The Artifact Extraction Logic

flowchart TD
    APP["App"]
    AGENT["Agent"]
    TOOL["Tool: retrieve_context()"]

    APP -- "1. query" --> AGENT
    AGENT -- "2. calls tool" --> TOOL

    TOOL -- "3a. returns 'serialized_context' (Content)" --> AGENT
    TOOL -. "3b. returns [docs] (Artifact)" .-> MSG["ToolMessage"]
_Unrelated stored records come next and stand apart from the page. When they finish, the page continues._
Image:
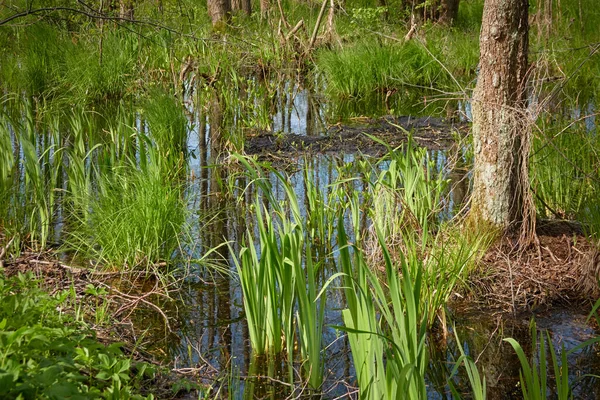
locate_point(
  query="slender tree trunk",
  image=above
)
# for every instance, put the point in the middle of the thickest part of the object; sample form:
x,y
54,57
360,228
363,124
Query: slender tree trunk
x,y
264,8
442,11
126,9
242,5
501,133
219,11
448,11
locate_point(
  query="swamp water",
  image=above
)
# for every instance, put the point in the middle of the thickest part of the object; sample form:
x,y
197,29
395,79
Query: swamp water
x,y
210,336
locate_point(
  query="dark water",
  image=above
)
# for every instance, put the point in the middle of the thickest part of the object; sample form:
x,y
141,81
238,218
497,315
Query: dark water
x,y
212,321
210,329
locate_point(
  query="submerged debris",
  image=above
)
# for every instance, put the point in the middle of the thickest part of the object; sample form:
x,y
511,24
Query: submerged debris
x,y
430,132
561,268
    AGENT -- "4. generates answer" --> APP
    MSG -. "5. App extracts artifact" .-> APP

    style TOOL fill:#4a9eff,color:#fff
    style AGENT fill:#10b981,color:#fff

Notice how we loop through the returned response["messages"]. We look for any ToolMessage that has an .artifact property. This is how we extract those raw Document objects that the tool saved for us!

Summary

Concept Explanation
Agentic RAG Instead of a hardcoded pipeline, an Agent is given a retrieval tool and decides how/when to use it.
init_chat_model A standard factory function to easily initialize LLMs across different providers.
content_and_artifact A tool configuration that lets it return a string to the LLM (content) while saving python objects for the application (artifact).
Trust and Explainability Extracting the artifacts allows us to show the user exactly which documents the LLM used to generate the answer.